When Windows starts, it sets a special environment variable called "windir" with the path from which Windows was started. You can use the following macro instruction to post the Windows directory to a message box.

MsgBox Environ$("windir")

However, there is no argument to return the Windows System directory when using this method. The following examples use Windows API calls to return both the Windows and Windows System directories.

The following macro example retrieves the Windows and Windows System directories and prints them to the Debug (Immediate) window inside the Visual Basic for Applications Editor.

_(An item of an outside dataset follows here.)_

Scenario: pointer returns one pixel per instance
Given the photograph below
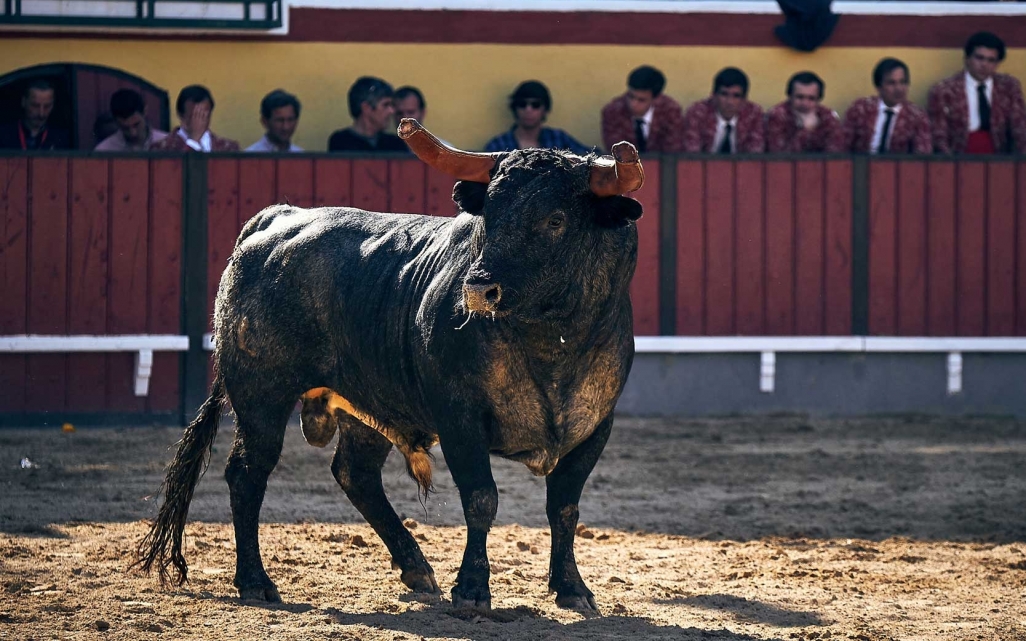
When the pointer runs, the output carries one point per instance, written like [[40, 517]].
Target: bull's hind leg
[[259, 435], [357, 468], [562, 495]]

' Place these declarations in the General Declarations procedure of a
' Visual Basic for Applications module.

   Declare Function GetWindowsDirectoryA Lib "Kernel32" _
   (ByVal lpBuffer As String, ByVal nSize As Long) As Long
   Declare Function GetSystemDirectoryA Lib "Kernel32" _
   (ByVal lpBuffer As String, ByVal nSize As Long) As Long

Create a macro and place the following code into the routine.

   Sub GetOSDirs()
      Dim sBuf As String
      Dim cSize As Long
      Dim retval As Long
      sBuf = String(255, 0)
      cSize = 255

      ' Get Windows Directory.
      retval = GetWindowsDirectoryA(sBuf, cSize)
      sBuf = Left(sBuf, retval)
      Debug.Print sBuf

      ' Get System Directory.
      sBuf = String(255, 0)
      cSize = 255
      retval = GetSystemDirectoryA(sBuf, cSize)
      sBuf = Left(sBuf, retval)
      Debug.Print sBuf
   End Sub

If the Debug window is not visible, then while in the Visual Basic for Applications Editor, on the View menu, click Immediate Window (or Debug Window).